Activation functions affect the training process and performance of a neural network in several ways:
- **Non-linearity**: They introduce non-linearity, allowing the network to learn complex patterns and functions.
- **Gradient Flow**: They affect how gradients are backpropagated through the network, impacting the learning process. Some functions can lead to issues like vanishing or exploding gradients.
- **Convergence**: The choice of activation function can influence the speed and stability of the training process.
- **Expressiveness**: Different activation functions can enhance the model’s ability to capture diverse features in the data.

### Q4. How does the sigmoid activation function work?
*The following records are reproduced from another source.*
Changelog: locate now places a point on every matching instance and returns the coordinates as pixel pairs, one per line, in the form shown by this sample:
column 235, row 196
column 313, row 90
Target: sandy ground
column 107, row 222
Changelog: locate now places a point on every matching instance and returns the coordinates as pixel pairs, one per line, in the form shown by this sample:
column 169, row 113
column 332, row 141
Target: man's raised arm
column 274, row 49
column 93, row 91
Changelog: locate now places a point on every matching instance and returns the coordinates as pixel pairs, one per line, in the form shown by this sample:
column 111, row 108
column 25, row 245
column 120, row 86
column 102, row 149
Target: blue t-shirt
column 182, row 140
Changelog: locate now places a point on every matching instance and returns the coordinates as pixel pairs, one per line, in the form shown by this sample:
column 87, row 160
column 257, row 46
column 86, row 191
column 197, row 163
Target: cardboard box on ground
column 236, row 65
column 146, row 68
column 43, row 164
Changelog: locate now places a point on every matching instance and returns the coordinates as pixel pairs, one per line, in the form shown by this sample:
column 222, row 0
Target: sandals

What are its advantages and disadvantages?
**Sigmoid Activation Function**:
- **Function**: \( \sigma(x) = \frac{1}{1 + e^{-x}} \)
- **Advantages**:
  - Smooth gradient, preventing abrupt changes in gradient values.
  - Output values range between 0 and 1, useful for probabilistic interpretations.
- **Disadvantages**:
  - **Vanishing Gradient**: Can cause gradients to vanish during backpropagation, making it difficult for the network to learn.
  - **Slow Convergence**: Can lead to slow convergence due to the squashing of input space.
  - **Outputs Not Zero-Centered**: Can make gradient updates less efficient.

### Q5. What is the rectified linear unit (ReLU) activation function? How does it differ from the sigmoid function?
**ReLU Activation Function**:
- **Function**: \( \text{ReLU}(x) = \max(0, x) \)
- **Differences from Sigmoid**:
  - **Non-linearity**: ReLU is non-linear like sigmoid but does not squash the input values into a small range.
  - **Range**: ReLU outputs range from 0 to \( \infty \), unlike sigmoid which ranges between 0 and 1.
  - **Gradient Issues**: ReLU can suffer from the "dying ReLU" problem (neurons outputting 0 for all inputs) but does not have the vanishing gradient problem as severely as sigmoid.

### Q6. What are the benefits of using the ReLU activation function over the sigmoid function?
- **Efficient Computation**: ReLU is computationally efficient, requiring only a thresholding at zero.
- **Mitigates Vanishing Gradient**: ReLU mitigates the vanishing gradient problem, allowing for deeper networks to be trained.
- **Sparsity**: Activates only a portion of neurons at a time, promoting sparsity and efficient computation.
- **Faster Convergence**: Typically leads to faster convergence in training compared to sigmoid.

### Q7. Explain the concept of "leaky ReLU" and how it addresses the vanishing gradient problem.
**Leaky ReLU**:
- **Function**: \( \text{Leaky ReLU}(x) = \max(\alpha x, x) \) where \( \alpha \) is a small constant (e.g., 0.01).
- **Purpose**: Allows a small, non-zero gradient when the input is negative, addressing the "dying ReLU" problem.
- **Benefits**:
  - Ensures that neurons have a small gradient even when inactive, which helps in avoiding dead neurons and maintaining gradient flow.
  - Provides a small slope for negative inputs, thus mitigating the issue of zero gradients.

### Q8. What is the purpose of the softmax activation function? When is it commonly used?
**Softmax Activation Function**:
- **Function**: \( \text{Softmax}(x_i) = \frac{e^{x_i}}{\sum_{j} e^{x_j}} \)
- **Purpose**: Converts logits (raw prediction scores) into probabilities that sum to 1.
- **Usage**: Commonly used in the output layer of classification networks where the task is to assign an input to one of multiple classes.

### Q9. What is the hyperbolic tangent (tanh) activation function? How does it compare to the sigmoid function?
**tanh Activation Function**:
- **Function**: \( \text{tanh}(x) = \frac{2}{1 + e^{-2x}} - 1 \)
- **Comparison to Sigmoid**:
  - **Output Range**: tanh outputs range between -1 and 1, whereas sigmoid outputs range between 0 and 1.
  - **Zero-Centered**: tanh outputs are zero-centered, which can lead to more efficient training compared to sigmoid’s non-zero-centered outputs.
  - **Gradient Issues**: tanh also suffers from the vanishing gradient problem but generally performs better in practice than sigmoid due to its zero-centered nature.